During the 150 years following da Soto`s visit, new tribes moved into the Tennessee region. The powerful Cherokee built their towns and villages along the Hiwassee and Little Tennessee Rivers, while the Chickasaw Nation held sway over the territory west of the Tennessee River. A large Ohio Valley tribe, the Shawnee, moved south into the Cumberland River country, but by 1715 the last Chickasaw had driven out Shawnee and Cherokee attacks. Henceforth, the game-filled woods of Middle Tennessee would be home to no Indian towns, although various tribes used it as a common hunting ground.
The early fur traders lived among the Indians and became the crucial link between tribesmen, colonial governments, and international markets.

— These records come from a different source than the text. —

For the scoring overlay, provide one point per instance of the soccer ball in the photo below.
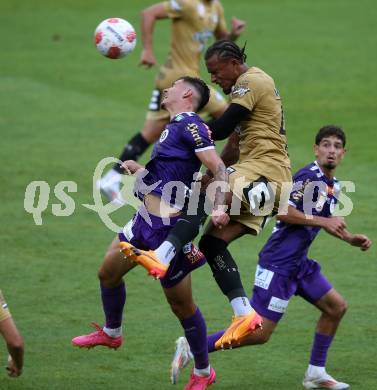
(115, 38)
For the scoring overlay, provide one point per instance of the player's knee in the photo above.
(211, 247)
(181, 308)
(341, 309)
(106, 277)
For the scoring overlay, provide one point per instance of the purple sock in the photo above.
(321, 344)
(196, 335)
(113, 300)
(212, 338)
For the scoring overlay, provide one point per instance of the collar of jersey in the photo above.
(334, 180)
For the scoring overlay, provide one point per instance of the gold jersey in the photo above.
(262, 134)
(193, 23)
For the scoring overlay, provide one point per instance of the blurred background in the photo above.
(64, 107)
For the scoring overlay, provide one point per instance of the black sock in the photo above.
(223, 266)
(132, 151)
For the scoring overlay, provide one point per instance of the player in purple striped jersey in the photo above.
(284, 268)
(183, 146)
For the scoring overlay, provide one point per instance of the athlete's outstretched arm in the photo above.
(148, 19)
(211, 160)
(224, 126)
(359, 240)
(333, 225)
(15, 347)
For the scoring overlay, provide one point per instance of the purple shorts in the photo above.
(144, 235)
(272, 291)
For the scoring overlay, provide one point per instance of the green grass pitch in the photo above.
(63, 107)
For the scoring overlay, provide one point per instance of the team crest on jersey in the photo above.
(322, 197)
(164, 135)
(240, 90)
(194, 130)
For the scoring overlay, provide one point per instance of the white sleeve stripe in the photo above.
(203, 149)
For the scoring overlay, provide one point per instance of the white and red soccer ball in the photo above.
(115, 38)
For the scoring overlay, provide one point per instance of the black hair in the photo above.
(226, 49)
(201, 87)
(330, 131)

They employed Indian hunters to supply them with beaver skins and deer pelts, which they carried on pack trains to Charles Town or shipped down river to New Orleans. South Carolina merchants dominated the early Tennessee fur trade, exporting over 160000 skins worth $250000 in 1748 alone. The fur trade was profitable for the traders, but it wiped out much of Tennessee’s native animal life. The competition for the Indian trade sharpened Anglo-French rivalry, and the Indians were drawn into a global power struggle.
In 1754, the contest between the French and British for control of a New World empire burst in the French and Indian War, in which native alliances became the objects of European military strategy. The end of the French and Indian War brought a new presence to the Tennessee wilderness, as restless back-country Virginians and North Carolinians began moving across the mountains into the valleys of East Tennessee. They ignored the British prohibition against settling on Indian lands. By the early 1770s, four different communities had been established in northeastern Tennessee – on the Watauga River, the North Holston, the Nolichucky, and in Carter’s Valley. With the founding of these tiny settlements, frontier diplomacy entered a new phase: the possession of land, not trading privileges, now became the white man’s goal. When an extended survey of the North Carolina-Virginia boundary line showed most whites to be squatting illegally on Indian land, the settlers negotiated leases for their farms from the Cherokee.
In the days before statehood, Tennessee struggled to gain a political voice and suffered for lack of the protection afforded by organized government. Six countries – Washington, Sullivan and Greene in East Tennessee and Davidson, Sumner, and Tennessee in the Middle District – had been formed as western countries of North Carolina between 1777 and 1788. After the Revolution, however, North Carolina did not want the trouble and expense of maintaining such distant settlements, embroiled as they were with hostile tribesmen and needing roads, forts and open waterways. Nor could the far-flung settlers look to the national government, for under the weak, loosely constituted Articles of Confederation, it was a government in name only.